Where to Buy Souvenirs in Brussels
Atomium keychains and Manneken Pis soap dispensers are all fine and dandy, but Brussels has lots more memento joys up its sleeve once you know where to go. The following nine shops and markets boast traditional foods, witty sweatshirts and quirky postcards that should keep the Belgian capital on your mind long after you’ve returned home.
Avec Plaizier
Shop
Postcard, poster and paper art needs are met by a tiny shop near the Central Station called Avec Plaizier. Its name – a clever combination of the French and Dutch expression for ‘with pleasure’ – already indicates that it’s much more special than your run-of-the-mill tourist trap. Proud of its home base since it was founded in 1977, Avec Plaizier stocks over 2,000 postcards, lots of which capture the playful nature and quirkiness that Brussels does so well.
Belgikïe
Shop
Brussels’ Matongé district is known for its African feel, but also adding a splash of color is Belgikïe. Here Gladys and Pouria run a sunlit, cozy shop in which everything is made in Belgium. From t-shirts with King Philip’s royal face on them and buttons with silly catchphrases to designer bags and accessories, the duo does a fine job of providing young Belgian talent with a platform.
Neuhaus
Only coming back from Brussels can you present your loved ones with pralines made at the exact place where these chocolate treats were invented. When the Swiss apothecary Jean Neuhaus opened his pharmacy in the posh arcade Galeries Royales not long after it opened in the middle of the 19th century, he covered his cough drops and medicine tablets with a layer of chocolate to improve the taste. His grandson, Jean Neuhaus Jr., took the next step in 1912 to keep the delicious cocoa cover but fill it with cream instead. The pharmacy became a chocolatier, and the rest is delicious history.
Belge une Fois
Shop, Store
Everything about concept store Belge une Fois screams Belgitude. Over 100 Belgian creators have contributed artful gadgets, drawings, nicknacks and more to the shop on the Marolles’ buzzing Rue Haute. Sweatshirts with quippy phrases –‘Je suis Belge. Don’t be jealous.’ – in Dutch, French and English are just the tip of the iceberg. When you stop getting the inside jokes on the plentiful buttons, turn to the proprietors (who also keep a blog) for an excellent chance to learn about local life and humour.
Maison Dandoy
‘When nothing goes right, go speculoos’, Maison Dandoy insists. The family business in a cobbled lane off the Grand Place still makes the typically Belgian shortbread biscuits the traditional way: with handcrafted wooden moulds in their Brussels atelier.
La Boutique Tintin
Also just of the Grand Place, Hergé’s world-famous boy reporter and his trusted companion Snowy are honored at La Boutique Tintin.
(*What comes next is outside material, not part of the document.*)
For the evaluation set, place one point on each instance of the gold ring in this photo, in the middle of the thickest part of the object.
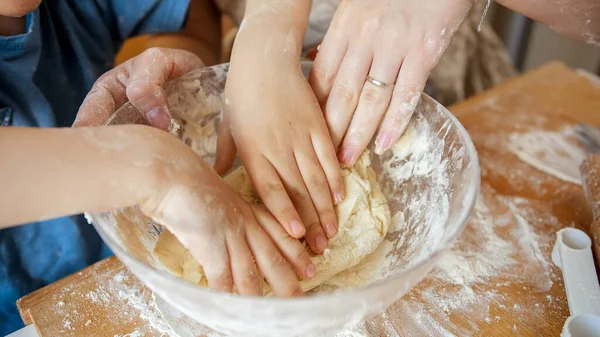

Tintin aficionados can stare their hearts out at the grand display of wacky side character figurines and precious collectibles, even if the prices accompanying the quality pieces might leave a hole in their pocket.
Beer Mania
Shop
With over 400 Belgian beers lining the shelves, Beer Mania in the Ixelles neighborhood lives up to its name. Owner Michael Eftekhari took over from his father Nasser, and has continued in the same vein. He specializes in Belgian Trappist ales, and is all too happy to recommend some, in the shop’s cozy tasting room. Over 100 glasses are available as well, to make sure Belgian brews are enjoyed at home from the right goblet, flute or tulip. Officially Eftekhari closes at 9pm every day, though he’s known to keep his beer temple open past that if the drinks are flowing.
La Vieille Lanterne
Hotel
For a hit of true kitschy merchandising, step inside La Vieille Lanterne. This prototypical tourist shop is bursting with Atomium magnets and finds itself downstairs from a small, family-run B&B. With Manneken Pis diagonally across, life-sized copies of the peeing city symbol line its stoop.
Place du Jeu de Balle
Market
Flea markets are an essential part of Belgian life, and Brussels has a couple of particularly atmospheric ones. Down in the tip of the city center, in the middle of the old Marolles neighbourhood, the Place du Jeu de Balle has been livening up weekday and weekend mornings for over a decade. Vendors peddling old suitcases, platters of mixed silverware and second-hand typewriters sometimes offer remarkable steals to the early riser.